Karena pendidik telah menapakan lapangan profesi, tentu mereka berhak untuk mendapatkan kesejahteraan dalam kehidupan ekonomi, berupa honor atau honorarium. Seperti di Negara kita, pendidik merupakan pecahan pegawanegeri Negara yang mengabdi untuk kepentingan Negara melalui sector pendidikan, diangkat menjadi pegawai negeri sipil, diberi honor dan tunjangan tenaga kependidikan. Namun kalau dibandingkan dengan Negara maju, penghasilannya belum memuaskan. Akan tetapi karenatugas itu mulia, tidak menjadi halangan bagi pendidik dalam mendidik peserta dididknya. Bagi pendidik yang statusnya non PNS maka mereka ada yang digaji oleh yayasan bahkan mereka tidak sedikit mereka tidak mendapatkannya akan tetapi mereka tetap mengabdi dalam rangka mencari ridha Allah SWT.
b. Mendapatkan penghargaan
Guru yakni debu al-ruh (bapak rohani) bagi peserta didiknya. Dialah yang memperlihatkan santapan rohani dan memperbaiki tingkah laris peserta didik. Justru itu profesi guru wajib dimuliakan, mengingat kiprahnya yang sangat signifikan dalam menyiapkan generasi mendatang ibarat yang diungkapkan oleh Muhammad Athiyyah Al-Abrasyi, yang dikutip Zainudin dkk.
“menghormati guru berarti penghormatan terhadap belum dewasa kita. Bangsa yang ingin maju peradabannya yakni bangsa yang bisa memperlihatkan penghormatan dan penghargaan kepada para pendidik. Inilah salah satu diam-diam keberhasilan bangsa Jepang yang mengutamakan dan memprioritaskan guru setelah hancurnya Hirosima dan Nagasaki, pertama sekali yang dicari oleh Kaisar Hirohito yakni para guru. Dalam waktu yang relatif singkat bangsa Jepang kembali berdiri dari kehancuran sehingga menjadi modern pada masa sekarang.
E. Peran Pendidik
Kehadiran guru dalam proses pembelajaran merupakan peranan yang sangat penting, peranan guru itu belum sanggup digantikan oleh tegnologi ibarat radio, tape recorder, internet maupun oleh computer yang paling modern. Banyak unsure-unsur manusiawi ibarat sikap, system nilai, perasaan, motivasi, kebiasaan dan keteladanan yang dibutuhkan dari hasil proses pembelajaran, yang tidak dicapai kecuali melalui pendidik. Demikianlah betapa pentingnya peranan guru dan betapa beratnya kiprah dan tanggung jawab guru, terutama tanggungjawab moral untuk digugu dan ditiru. Di selolah seorang guru menjadi ukuran atau pedoman bagi murid-muridnya, di masyarakat guru dipandang sebagi suri tauladan bagi setoap warga masyarakat.

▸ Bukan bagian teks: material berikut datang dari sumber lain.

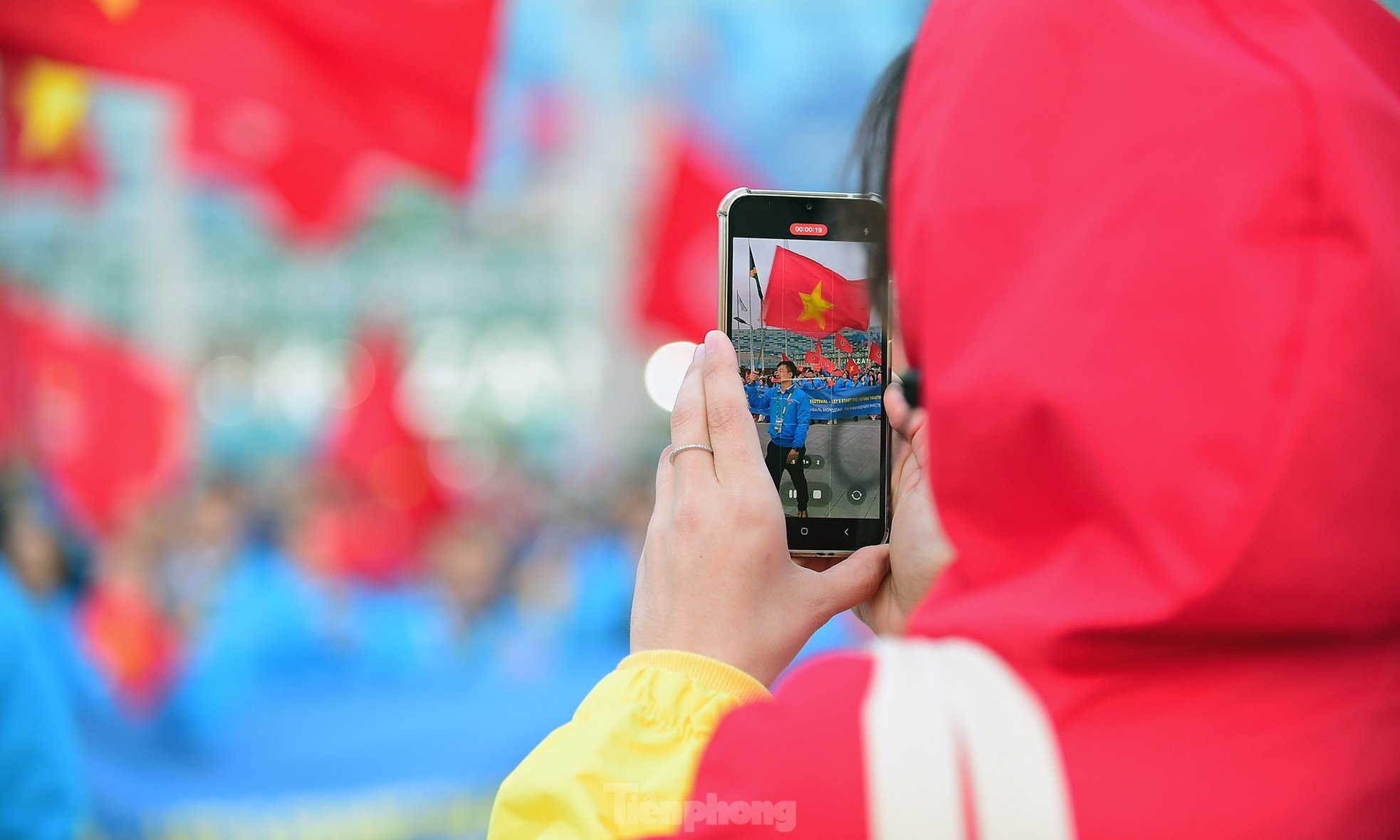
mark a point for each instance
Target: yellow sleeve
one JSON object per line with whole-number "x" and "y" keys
{"x": 629, "y": 754}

Konsep operasional, pendidikan Islam yakni proses transformasi dan internalisasi nilai-nilai Islam dan pengetahuan dalam rangka membuatkan fitrah dan kemampuan dasar yang dimiliki peserta didik guna mencapai keseimbangan dan kesetaraan dalam banyak sekali aspek kehidupan, maka pendidik mempunyai kiprah yang sangat penting dalam pendidikan Islam. Sehubungan dengan hal tersebut Al-Nahlawi menyatakan bahwa kiprah guru hendaklah mencontoh kiprah yang dilakukan Rasulullah yaitu mengkaji dan mengembangkanilmu Ilahi.
BAB III
PENUTUP
Dalam rangka melakukan kiprah sebagai pewaris para nabi (waratsatul Anbiya’), para pendidik hendaklah bertolak pada amar ma’ruf dan nahi munkar dalam artian mengakibatkan prinsip tauhid sebagai sentra penyebaran misi iman, Islam dan ihsan, dan kekuatan rohani pokok yang dikembangkan oleh pendidikadalah individualitas, sosialitas dan moralitas (nilai-nilai agama dan moral). Peran dan fungsi yang cukup berat untuk diemban ini tentu saja membutuhkan sosok seorang guru atau pendidikan yang utuh dan tahu dengan kewajiban dan tanggungjawab sebagai seorang pendidik. Pendidik itu harus mengenal Allah SWT dalam arti yang luas, dan Rasul, serta memahami risalah yang dibawanya.
DAFTAR PUSTAKA
- Ahmad Tafsir, Metodologi Pengajaran Agama Islam, Bandung: PT Remaja Rosdakarya, cet. 3 1996
- Muhammad Athiyyah Al-Abrasyi, Ruh At-Tarbiyah, waal Ta’lim, Saudi Arabia: Dar al-Ahya, tt.
- Ramayulis dan Jalaludin, Pengantar Ilmu Jiwa Agama, Jakarta: Kalam Mulia, 1989
- Ramayulis, Pengantar Ilmu Pendidikan Islam, Jakarta: Kalam Mulia, 1994
- Ramayulis, Ilmu Pendidikan Islam, Jakarta: Kalam Mulia, 1994.